Today we’d like to introduce you to Filippo Nenna.

Filippo, please kick things off for us by telling us about yourself and your journey so far.
Photographs are taken to preserve history and explore the world. That’s what I’ve been doing. You probably do it, too.

I’m a Brit/Italian who was raised in Halifax (in the UK), lived in Liverpool and San Francisco, and now I’m here in Houston.

I use cameras as an excuse to explore parts of Houston I otherwise wouldn’t have found and speak to people I otherwise wouldn’t have met. The most important thing I’ve learned is that it’s more about the experience, interaction, and purpose than the box with which it is captured.

My recent portraits have allowed me to find out about other people’s unique histories – we are surrounded by so many interesting stories!

Can you give our readers some background on your art?
All of the photography you’ll see in my portfolio falls under two related themes: the cityscapes of Houston and portraits of Houstonians like you.

The portraits are of local entrepreneurs, artists, and professionals. I want to show people in their best light and bring out the message they would like the city (or the world) to know. I have an uncluttered style derived from classical paintings.

My city-scapes are based on Houston’s architecture and sculptures. I heavily contrast light against shadow to add drama to the towering scenery.

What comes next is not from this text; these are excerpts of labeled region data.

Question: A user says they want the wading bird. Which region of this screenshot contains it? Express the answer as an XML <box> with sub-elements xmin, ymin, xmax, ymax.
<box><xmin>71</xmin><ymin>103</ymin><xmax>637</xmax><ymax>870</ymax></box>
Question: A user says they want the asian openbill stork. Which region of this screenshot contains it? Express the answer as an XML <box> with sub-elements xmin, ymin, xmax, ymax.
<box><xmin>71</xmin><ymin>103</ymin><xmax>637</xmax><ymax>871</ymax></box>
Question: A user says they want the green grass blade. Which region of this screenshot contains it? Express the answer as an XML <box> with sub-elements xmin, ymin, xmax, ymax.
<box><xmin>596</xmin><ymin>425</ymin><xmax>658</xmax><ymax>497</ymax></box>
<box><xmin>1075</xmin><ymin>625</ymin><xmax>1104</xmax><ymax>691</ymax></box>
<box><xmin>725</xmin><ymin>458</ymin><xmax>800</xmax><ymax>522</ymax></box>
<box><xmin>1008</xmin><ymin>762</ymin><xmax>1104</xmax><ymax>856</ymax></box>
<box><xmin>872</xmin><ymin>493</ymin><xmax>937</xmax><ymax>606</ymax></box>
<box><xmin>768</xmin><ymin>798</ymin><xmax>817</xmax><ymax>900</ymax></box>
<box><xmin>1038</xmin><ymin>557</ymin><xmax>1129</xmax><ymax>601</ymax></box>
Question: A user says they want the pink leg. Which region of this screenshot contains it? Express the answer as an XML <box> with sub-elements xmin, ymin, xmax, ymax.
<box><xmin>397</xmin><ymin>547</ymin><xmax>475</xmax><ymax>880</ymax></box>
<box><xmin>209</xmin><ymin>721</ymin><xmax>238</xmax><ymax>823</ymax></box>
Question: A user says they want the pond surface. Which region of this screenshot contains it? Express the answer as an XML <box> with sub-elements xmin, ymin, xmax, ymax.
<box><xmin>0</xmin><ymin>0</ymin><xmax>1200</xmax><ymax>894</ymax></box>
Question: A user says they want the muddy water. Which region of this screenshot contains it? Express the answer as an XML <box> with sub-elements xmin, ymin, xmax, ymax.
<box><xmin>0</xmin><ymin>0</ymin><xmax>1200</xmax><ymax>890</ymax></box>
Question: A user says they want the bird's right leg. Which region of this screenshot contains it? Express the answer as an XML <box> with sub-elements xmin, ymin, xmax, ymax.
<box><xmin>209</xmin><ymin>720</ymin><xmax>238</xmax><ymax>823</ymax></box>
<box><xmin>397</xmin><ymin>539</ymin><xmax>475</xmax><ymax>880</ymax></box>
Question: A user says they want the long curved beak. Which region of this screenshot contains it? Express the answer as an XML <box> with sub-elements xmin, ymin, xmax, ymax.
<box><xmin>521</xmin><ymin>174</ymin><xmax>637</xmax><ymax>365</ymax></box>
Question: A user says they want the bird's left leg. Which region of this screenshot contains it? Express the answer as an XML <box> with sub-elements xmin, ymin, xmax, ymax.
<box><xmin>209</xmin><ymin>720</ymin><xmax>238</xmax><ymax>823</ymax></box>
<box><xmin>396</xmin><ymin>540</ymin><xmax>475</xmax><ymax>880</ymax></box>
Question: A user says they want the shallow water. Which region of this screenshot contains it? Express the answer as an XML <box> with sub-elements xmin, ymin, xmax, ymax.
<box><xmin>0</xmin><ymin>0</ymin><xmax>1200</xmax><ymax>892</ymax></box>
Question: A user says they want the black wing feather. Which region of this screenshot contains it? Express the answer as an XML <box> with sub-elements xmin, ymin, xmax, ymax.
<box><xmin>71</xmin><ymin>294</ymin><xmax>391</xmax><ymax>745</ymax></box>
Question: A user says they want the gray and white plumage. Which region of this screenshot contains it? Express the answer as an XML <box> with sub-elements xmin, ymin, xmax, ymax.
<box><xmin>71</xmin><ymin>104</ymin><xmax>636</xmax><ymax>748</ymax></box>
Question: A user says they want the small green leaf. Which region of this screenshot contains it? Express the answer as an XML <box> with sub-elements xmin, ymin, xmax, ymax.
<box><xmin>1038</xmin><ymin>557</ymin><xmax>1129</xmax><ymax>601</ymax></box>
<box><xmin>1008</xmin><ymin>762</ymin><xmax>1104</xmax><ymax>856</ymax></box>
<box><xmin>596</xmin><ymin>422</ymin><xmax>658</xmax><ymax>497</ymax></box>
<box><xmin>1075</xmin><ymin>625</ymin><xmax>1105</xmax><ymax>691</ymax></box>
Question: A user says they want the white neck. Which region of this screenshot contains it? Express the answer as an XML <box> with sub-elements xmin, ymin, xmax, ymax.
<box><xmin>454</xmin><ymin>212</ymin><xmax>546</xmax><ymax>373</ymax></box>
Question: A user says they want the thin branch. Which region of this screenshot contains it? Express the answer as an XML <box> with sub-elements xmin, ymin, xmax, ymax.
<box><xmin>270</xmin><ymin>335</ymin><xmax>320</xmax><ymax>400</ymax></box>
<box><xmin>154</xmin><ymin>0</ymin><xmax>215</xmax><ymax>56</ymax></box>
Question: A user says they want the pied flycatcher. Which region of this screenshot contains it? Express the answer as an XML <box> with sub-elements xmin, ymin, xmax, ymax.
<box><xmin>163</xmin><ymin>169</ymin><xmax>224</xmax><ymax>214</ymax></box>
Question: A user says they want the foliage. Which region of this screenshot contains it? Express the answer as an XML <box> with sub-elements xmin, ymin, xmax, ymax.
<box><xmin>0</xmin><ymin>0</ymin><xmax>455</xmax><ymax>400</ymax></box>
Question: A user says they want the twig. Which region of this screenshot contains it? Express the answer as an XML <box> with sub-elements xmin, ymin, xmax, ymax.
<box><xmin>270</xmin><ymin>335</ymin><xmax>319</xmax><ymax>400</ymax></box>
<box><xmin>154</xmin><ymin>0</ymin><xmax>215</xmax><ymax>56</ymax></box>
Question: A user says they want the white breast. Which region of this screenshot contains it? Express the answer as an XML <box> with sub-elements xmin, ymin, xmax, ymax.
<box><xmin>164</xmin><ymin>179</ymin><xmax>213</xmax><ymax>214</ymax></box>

As much as I love the convenience of digital photography, a lot of my work is taken on black and white film using elegant vintage cameras.

In your view, what is the biggest issue artists have to deal with?
We live in an amazing point in history. We have computers in our pockets with the answers to almost any question, and the path to almost any skill. We can communicate with people anywhere in the world in an instant, and we can show our work to thousands of people with a few button clicks. These tools were not even dreams thirty years ago. The biggest challenges we face are our self-prescribed excuses for not fulfilling our potential. I find that meeting other local artists (of all types, not just photographers) is a great way to learn how people overcome their own obstacles, and how we can help each other out.What’s the best way for someone to check out your work and provide support?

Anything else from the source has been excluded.